A genuine issue of material fact exists with respect to the defendant operator's liability. Although the defendant operator without actually looking may have assumed the plaintiff's vehicle had proceeded, a question of fact remains as to whether the defendant's action met the requisite standard of care in this specific situation. Furthermore, the primary purpose of a deposition taken pursuant to Connecticut Practice Book rules is discovery. Esposito v. Wethered, 4 Conn. App. 641, 645 (1985). "A response to a question propounded in a deposition is not a judicial admission. General Statutes Section 52-200." Id. Thus, the defendant operator's testimony at trial may contradict or differ somewhat from her earlier statement made at the time of her deposition or for her insurance company. A question for the jury to decide may result at that time. See Esposito, 4 Conn. App. at 645.
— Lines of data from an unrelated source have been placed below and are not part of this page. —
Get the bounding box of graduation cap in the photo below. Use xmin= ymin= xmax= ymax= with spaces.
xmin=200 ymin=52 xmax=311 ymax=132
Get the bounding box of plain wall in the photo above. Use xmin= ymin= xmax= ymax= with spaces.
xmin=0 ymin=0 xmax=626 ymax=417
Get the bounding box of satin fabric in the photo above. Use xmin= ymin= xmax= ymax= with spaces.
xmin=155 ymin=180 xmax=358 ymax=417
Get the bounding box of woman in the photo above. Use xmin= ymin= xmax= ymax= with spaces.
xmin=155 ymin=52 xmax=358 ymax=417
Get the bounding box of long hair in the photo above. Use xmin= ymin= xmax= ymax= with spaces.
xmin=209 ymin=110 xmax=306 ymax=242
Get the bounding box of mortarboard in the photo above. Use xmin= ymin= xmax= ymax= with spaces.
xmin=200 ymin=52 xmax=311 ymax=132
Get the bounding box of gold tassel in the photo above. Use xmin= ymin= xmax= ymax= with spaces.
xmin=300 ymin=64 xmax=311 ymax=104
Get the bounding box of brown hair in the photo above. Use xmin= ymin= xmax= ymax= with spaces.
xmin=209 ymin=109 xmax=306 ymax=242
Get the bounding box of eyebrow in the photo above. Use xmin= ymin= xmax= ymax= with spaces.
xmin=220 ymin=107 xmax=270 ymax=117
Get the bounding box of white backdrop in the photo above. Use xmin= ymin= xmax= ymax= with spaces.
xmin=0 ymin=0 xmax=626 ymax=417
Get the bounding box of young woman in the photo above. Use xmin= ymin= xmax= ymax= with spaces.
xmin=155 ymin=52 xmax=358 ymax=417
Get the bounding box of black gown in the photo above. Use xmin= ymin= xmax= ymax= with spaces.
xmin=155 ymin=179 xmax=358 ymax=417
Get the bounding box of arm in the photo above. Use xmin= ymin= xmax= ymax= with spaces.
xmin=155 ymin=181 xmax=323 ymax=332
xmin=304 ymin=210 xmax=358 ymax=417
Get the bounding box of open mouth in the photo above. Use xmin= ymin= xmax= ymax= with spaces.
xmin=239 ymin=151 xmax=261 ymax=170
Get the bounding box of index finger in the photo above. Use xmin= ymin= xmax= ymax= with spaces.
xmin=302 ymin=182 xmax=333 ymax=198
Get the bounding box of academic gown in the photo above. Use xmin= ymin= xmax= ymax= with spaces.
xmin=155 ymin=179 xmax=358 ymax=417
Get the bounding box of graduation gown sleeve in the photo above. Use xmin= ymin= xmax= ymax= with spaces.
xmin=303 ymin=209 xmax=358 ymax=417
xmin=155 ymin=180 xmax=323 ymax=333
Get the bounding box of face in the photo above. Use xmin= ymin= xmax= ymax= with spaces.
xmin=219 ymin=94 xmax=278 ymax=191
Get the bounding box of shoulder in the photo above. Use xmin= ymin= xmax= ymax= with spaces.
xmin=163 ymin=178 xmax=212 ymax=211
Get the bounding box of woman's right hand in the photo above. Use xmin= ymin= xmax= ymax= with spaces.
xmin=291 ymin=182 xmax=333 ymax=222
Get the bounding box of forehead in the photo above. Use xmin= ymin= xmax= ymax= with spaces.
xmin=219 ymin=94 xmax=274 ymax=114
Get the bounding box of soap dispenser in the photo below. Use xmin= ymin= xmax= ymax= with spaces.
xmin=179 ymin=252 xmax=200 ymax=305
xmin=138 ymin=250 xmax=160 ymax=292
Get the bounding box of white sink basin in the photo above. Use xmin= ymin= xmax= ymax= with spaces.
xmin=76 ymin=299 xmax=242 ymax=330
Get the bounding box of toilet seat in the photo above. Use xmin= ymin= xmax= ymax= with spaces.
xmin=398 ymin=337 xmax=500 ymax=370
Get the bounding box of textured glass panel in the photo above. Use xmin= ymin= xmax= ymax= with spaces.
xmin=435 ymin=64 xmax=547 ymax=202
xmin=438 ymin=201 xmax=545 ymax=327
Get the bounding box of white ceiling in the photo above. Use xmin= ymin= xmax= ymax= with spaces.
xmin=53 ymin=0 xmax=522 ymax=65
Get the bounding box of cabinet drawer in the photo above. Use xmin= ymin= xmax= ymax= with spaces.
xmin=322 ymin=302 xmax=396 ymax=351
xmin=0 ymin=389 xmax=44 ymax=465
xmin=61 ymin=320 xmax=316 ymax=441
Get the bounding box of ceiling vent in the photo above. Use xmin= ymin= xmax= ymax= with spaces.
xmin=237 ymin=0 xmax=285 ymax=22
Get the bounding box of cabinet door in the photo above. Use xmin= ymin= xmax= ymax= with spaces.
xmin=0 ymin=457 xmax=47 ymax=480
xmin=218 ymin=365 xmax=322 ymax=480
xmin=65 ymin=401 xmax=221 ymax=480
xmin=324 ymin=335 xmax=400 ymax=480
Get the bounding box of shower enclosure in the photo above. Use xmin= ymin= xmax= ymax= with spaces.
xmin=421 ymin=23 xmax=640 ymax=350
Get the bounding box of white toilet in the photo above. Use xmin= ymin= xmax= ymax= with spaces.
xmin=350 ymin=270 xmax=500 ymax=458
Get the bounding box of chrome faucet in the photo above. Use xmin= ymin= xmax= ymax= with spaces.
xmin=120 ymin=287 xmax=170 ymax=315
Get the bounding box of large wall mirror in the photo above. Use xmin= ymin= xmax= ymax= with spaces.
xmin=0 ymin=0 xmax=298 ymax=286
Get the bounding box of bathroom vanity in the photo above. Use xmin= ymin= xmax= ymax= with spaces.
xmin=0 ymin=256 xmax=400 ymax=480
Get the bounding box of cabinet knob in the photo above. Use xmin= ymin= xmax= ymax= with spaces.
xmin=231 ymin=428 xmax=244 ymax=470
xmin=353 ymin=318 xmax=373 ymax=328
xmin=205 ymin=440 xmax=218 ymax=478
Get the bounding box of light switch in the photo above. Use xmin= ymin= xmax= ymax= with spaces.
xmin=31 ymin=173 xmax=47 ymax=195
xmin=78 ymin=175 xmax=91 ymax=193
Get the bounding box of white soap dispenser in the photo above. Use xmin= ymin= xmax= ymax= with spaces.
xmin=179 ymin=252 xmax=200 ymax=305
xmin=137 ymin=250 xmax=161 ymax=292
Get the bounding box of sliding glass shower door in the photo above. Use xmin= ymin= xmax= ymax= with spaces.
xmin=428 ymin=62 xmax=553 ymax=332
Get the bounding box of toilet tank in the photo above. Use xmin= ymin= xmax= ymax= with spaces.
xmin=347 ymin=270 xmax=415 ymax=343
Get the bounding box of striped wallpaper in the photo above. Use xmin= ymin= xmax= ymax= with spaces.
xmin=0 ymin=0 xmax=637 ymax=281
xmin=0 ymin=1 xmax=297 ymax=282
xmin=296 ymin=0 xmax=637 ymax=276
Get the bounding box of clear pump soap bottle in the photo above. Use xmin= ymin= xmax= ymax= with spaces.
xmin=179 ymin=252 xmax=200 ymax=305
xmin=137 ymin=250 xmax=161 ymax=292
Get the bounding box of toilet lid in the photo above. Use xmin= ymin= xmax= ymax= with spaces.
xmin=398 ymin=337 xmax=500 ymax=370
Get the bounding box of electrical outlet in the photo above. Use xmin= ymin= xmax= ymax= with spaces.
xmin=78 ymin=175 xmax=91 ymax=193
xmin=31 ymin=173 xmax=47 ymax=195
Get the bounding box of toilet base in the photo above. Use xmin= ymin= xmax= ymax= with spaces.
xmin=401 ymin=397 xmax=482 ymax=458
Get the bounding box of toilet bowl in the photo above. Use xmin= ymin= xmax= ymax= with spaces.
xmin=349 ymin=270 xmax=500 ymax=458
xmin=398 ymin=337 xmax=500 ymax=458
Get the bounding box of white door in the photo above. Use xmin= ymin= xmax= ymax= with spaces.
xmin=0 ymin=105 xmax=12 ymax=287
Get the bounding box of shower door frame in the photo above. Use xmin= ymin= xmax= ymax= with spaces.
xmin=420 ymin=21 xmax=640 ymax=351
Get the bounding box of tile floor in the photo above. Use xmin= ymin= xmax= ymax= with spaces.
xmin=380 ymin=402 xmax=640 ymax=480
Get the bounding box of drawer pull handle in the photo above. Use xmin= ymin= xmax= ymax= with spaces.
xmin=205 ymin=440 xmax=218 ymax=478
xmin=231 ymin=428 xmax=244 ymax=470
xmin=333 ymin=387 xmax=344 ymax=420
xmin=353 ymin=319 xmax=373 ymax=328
The plaintiff relies on two cases in support of her motion for summary judgment involving a factual situation of a rear-end motor vehicle collision. See Riccio v. Abate, 176 Conn. 415, (1979); Deandrea v. Poulin, 10 Conn. Law Trib., No. 37, p. 10 (Super.Ct., September 10, 1984, Berdon, J.). In Riccio the CT Page 7671 defendant admitted in his answer that he was negligent. Riccio,176 Conn. at 416. This case is distinguishable from the present dispute in which the present plaintiff Carroll relies on deposition testimony, which is not considered a judicial admission, as documentary evidence of the defendant's negligence in support of a motion for summary judgment. Furthermore, it is submitted that the sole issue on appeal in Riccio was the trial court's refusal to set aside the verdict; the Supreme Court never addressed the trial court's granting of the plaintiff's motion for summary judgment. Id. at. 417. In Deandrea, the court granted summary judgment upon the ground that the defendant failed to file any opposition to the motion, and not solely because of an admission of liability. Deandrea, 10 Conn. Law. Trib. No. 37 at p. 11. The defendants in the instant case have filed opposition to the motion for summary judgment.

Accordingly, the court denys the motion for summary judgment as genuine issues of material fact exist to be determined at trial.

SANTOS, J.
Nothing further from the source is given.